FAQ#

Frequently asked questions and solutions to common problems.

General Questions#

Which Java versions does Spark support?#

Spark 3.5 supports Java 8, 11, and 17. Java 21 is not officially supported yet.

java -version  # Check version

Can I use Spark with Java only, without Scala?#

Yes, you can. Spark fully supports the Java API. However, since the Spark runtime is written in Scala, Scala libraries are included in the dependencies.

What’s the difference between DataFrame and Dataset?#

DataFrame (Dataset<Row>): Has schema but no compile-time type checking
Dataset (Dataset<T>): Uses POJO types to provide compile-time type safety

In Java, DataFrame is an alias for Dataset<Row>.

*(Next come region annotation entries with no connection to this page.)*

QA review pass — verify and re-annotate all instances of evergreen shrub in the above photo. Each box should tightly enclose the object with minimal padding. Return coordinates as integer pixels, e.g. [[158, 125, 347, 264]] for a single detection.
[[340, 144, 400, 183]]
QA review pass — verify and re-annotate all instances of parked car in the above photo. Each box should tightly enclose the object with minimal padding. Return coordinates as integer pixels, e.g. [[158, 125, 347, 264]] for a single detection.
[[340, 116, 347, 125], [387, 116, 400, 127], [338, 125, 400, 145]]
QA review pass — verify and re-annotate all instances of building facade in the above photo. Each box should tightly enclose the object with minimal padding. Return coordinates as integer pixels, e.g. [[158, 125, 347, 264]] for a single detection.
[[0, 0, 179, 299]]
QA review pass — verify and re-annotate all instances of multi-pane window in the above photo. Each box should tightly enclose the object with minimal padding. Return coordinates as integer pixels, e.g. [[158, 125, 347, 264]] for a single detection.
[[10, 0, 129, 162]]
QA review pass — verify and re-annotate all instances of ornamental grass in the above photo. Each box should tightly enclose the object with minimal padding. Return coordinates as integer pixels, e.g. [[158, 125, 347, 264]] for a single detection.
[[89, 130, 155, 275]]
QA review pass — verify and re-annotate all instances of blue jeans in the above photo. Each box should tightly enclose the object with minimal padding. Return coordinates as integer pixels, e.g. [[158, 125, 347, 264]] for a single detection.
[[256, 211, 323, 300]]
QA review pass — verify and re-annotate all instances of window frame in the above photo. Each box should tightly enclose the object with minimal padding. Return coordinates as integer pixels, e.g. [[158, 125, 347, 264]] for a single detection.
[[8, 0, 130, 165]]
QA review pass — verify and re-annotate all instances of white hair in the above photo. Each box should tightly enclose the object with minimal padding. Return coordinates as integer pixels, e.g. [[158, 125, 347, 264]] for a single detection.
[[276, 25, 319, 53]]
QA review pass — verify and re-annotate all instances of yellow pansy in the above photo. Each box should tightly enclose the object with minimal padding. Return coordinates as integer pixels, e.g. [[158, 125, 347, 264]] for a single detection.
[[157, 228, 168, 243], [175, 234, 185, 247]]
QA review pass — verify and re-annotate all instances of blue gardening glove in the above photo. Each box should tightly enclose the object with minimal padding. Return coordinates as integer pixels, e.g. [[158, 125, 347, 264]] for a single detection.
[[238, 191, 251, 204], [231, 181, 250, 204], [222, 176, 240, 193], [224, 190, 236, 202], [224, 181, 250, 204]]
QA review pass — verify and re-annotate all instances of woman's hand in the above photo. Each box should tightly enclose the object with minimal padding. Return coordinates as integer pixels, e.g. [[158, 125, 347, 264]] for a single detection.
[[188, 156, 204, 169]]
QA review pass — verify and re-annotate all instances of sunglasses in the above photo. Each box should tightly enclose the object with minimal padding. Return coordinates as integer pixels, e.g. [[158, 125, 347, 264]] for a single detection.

Should I use RDD or DataFrame?#

DataFrame is recommended. Reasons:

Automatic optimization by Catalyst Optimizer
More concise API
Support for various data sources

Use RDD when you need low-level control or are processing unstructured data.

Error Resolution#

OutOfMemoryError#

java.lang.OutOfMemoryError: Java heap space

Cause: Insufficient Driver or Executor memory

Solution:

// Increase Driver memory
.config("spark.driver.memory", "4g")

// Increase Executor memory
.config("spark.executor.memory", "8g")

// Or in spark-submit
spark-submit --driver-memory 4g --executor-memory 8g

Disk Space Shortage During Shuffle#

No space left on device

Solution:

# Change shuffle directory
spark.local.dir=/data/spark-local

# Or specify multiple directories
spark.local.dir=/data/spark1,/data/spark2

Task Retries Exhausted#

Task failed, total retries exceeded

Solution:

# Increase retry count
spark.task.maxFailures=8

# Or enable speculative execution
spark.speculation=true

Serialization Error#

NotSerializableException

Cause: Closure references non-serializable objects

Solution:

// Bad example: referencing external object
MyService service = new MyService();  // Not serializable
df.foreach(row -> service.process(row));  // Error!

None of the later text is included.